I'm realizing for real that food is going to be a lifelong struggle for me. I did weight watchers on my own for about a year after having Avery to help me lose the baby weight and get down to where I've always wanted to be. Although I didn't make it quite as low on the scale as I wanted, I was happy with the weight I achieved. I thought that after being on it for so long, I was used to what I could and couldn't eat, and I could move on to eating normally without having to count points or measure portion sizes.
Ten pounds later...
Obviously I can't be left to my own devices.
I wish I could change my view on food. Instead of viewing it as oh-so-yummy-just-gotta-eat-it-because-it-tastes-so-good, I need to view food as fuel. FOOD IS FUEL. Something that my body needs to keep it going.
Ha, good luck with that. It ain't happening. Because food isn't fuel- it's yummy. It makes me happy. I can't help but smile and go 'mmmm' when I bite into a soft but crusty piece of garlic bread.
It does not make me happy to eat fish, greens, and egg whites every day.
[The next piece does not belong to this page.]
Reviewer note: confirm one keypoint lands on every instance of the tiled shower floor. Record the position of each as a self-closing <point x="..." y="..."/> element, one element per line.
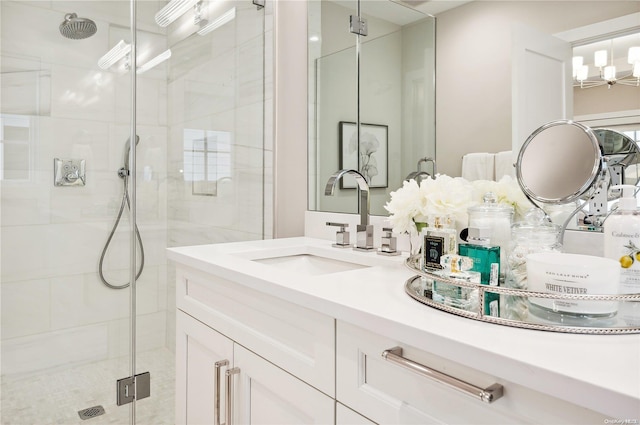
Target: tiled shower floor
<point x="55" y="397"/>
Seriously, how do actresses and models do that? It's ridiculous. And nasty.
It turns out that the devil is here on earth and he rests in a mini mars bar, tempting me with his chocolaty yummy-ness.
I want to enjoy life. And enjoying life to me means eating things that I love. So where does that leave me? I guess I'm going to have to watch what I eat for the REST OF MY LIFE. Sigh. Because I need to find balance between eating what's good for me and eating those mini mars bars that I love so much.